Immobilier d'entreprise

« Le marché souffre des problèmes du pays »

L’offre et la demande commencent à s’équilibrer sur le marché locatif des bureaux
Malgré ces mouvements, la France reste en retard par rapport à d’autres pays européens
Andrew Watson, directeur général Europe continentale, LaSalle Investment Management

L’Agefi Actifs. - Nous observons dans de nombreux pays européens une reprise de l’immobilier d’entreprise. Est-ce le cas en France ?

Andrew Watson. - Il est vrai qu’en Grande-Bretagne ou en Allemagne, nous constatons une forte demande pour l’investissement en immobilier d’entreprise. En France, la situation est un peu différente. Ce marché souffre des problèmes économiques du pays, et plus particulièrement de son manque de compétitivité. Le développement des entreprises, tant internationales que locales, reste faible depuis plusieurs années. Paris est donc confrontée à une situation d’attentisme, ce qui n’est pas le cas pour d’autres capitales comme Londres ou les grandes villes allemandes.
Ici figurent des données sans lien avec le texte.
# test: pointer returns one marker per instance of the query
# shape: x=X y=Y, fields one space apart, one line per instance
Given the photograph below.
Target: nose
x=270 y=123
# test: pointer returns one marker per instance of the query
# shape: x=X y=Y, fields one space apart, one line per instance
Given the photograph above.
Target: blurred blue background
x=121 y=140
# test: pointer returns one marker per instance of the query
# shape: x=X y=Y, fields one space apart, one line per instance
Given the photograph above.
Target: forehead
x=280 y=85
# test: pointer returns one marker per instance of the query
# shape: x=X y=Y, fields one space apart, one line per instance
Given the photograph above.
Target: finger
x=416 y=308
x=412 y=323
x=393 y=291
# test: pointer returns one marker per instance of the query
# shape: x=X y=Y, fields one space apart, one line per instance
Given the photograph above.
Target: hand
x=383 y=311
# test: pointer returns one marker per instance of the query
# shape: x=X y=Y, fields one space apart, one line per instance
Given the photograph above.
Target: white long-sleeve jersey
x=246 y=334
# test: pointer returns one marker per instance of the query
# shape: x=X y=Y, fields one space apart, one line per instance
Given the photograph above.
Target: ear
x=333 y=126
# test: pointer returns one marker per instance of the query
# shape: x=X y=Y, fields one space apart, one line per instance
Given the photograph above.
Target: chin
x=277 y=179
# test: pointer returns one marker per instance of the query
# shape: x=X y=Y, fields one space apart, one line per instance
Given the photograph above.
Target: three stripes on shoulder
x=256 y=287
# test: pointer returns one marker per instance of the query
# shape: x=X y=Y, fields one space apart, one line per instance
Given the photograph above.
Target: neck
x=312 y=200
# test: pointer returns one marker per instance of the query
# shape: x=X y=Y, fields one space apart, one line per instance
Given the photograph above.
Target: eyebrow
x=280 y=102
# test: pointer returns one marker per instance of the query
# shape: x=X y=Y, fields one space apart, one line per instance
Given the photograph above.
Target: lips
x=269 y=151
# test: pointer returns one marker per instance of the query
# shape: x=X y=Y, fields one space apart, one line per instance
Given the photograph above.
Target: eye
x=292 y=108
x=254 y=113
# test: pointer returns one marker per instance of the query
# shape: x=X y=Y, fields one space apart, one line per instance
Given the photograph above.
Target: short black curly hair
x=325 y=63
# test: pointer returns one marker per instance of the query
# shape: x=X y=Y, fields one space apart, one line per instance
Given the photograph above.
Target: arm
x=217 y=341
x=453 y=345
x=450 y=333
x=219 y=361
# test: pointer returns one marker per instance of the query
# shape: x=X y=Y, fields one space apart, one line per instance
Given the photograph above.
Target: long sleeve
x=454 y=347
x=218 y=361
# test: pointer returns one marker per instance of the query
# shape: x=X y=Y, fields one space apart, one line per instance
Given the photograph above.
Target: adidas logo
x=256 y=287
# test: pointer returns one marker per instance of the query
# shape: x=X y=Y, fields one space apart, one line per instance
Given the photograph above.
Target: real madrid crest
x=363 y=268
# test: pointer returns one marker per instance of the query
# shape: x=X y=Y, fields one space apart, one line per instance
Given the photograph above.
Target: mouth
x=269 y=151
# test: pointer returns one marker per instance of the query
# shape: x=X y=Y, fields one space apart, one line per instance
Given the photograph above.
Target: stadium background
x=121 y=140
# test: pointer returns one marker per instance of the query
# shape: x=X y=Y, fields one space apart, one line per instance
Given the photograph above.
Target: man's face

Cependant, nous constatons tout de même ces derniers mois que l’offre et la demande commencent à s’équilibrer sur le marché locatif des bureaux en France. Quelques grandes opérations qui ont eu lieu ou en cours confirment que le marché se fluidifie progressivement. Si ces mouvements ne marquent pas encore une reprise, ils augurent de la fin de la baisse de l’activité.

Ces tendances se limitent-elles aux quartiers centraux et aux biens de meilleure qualité ou touchent-elles d’autres biens ?

- Les prémices de la reprise se constatent aussi sur des biens moins centraux. Même si ce n’est pas encore partout le cas, les franchises (ndlr : les durées pendant lesquelles le locataire ne paye pas de loyer lorsqu’il s’installe dans un bureau) ont tendance à se raccourcir ou, du moins, restent stables.

Il n’y a pas de raison que la reprise reste cantonnée aux quartiers centraux, même si le marché français reste particulièrement concentré et que cette particularité n’est pas forcément une bonne chose.  Au Royaume-Uni, par exemple, Lon-dres pèse pour seulement 30 % à 40 % de l’immobilier d’investissement. A l’opposé de la France, le marché allemand est très dispersé avec une répartition des centres d’affaires dans sept grandes villes.

Si le marché locatif marque une certaine reprise, est-ce aussi le cas pour l’investissement ?

- Même si les opérations de cession ont encore du mal à se concrétiser, un nombre croissant d’investisseurs, y compris internationaux, sont à nouveau intéressés par le marché français, et plus particulièrement des immeubles de grande taille dans le centre de Paris. Le marché de l’investissement est aujourd’hui soutenu par le retour des financements pour les produits qui ne sont pas totalement sécurisés.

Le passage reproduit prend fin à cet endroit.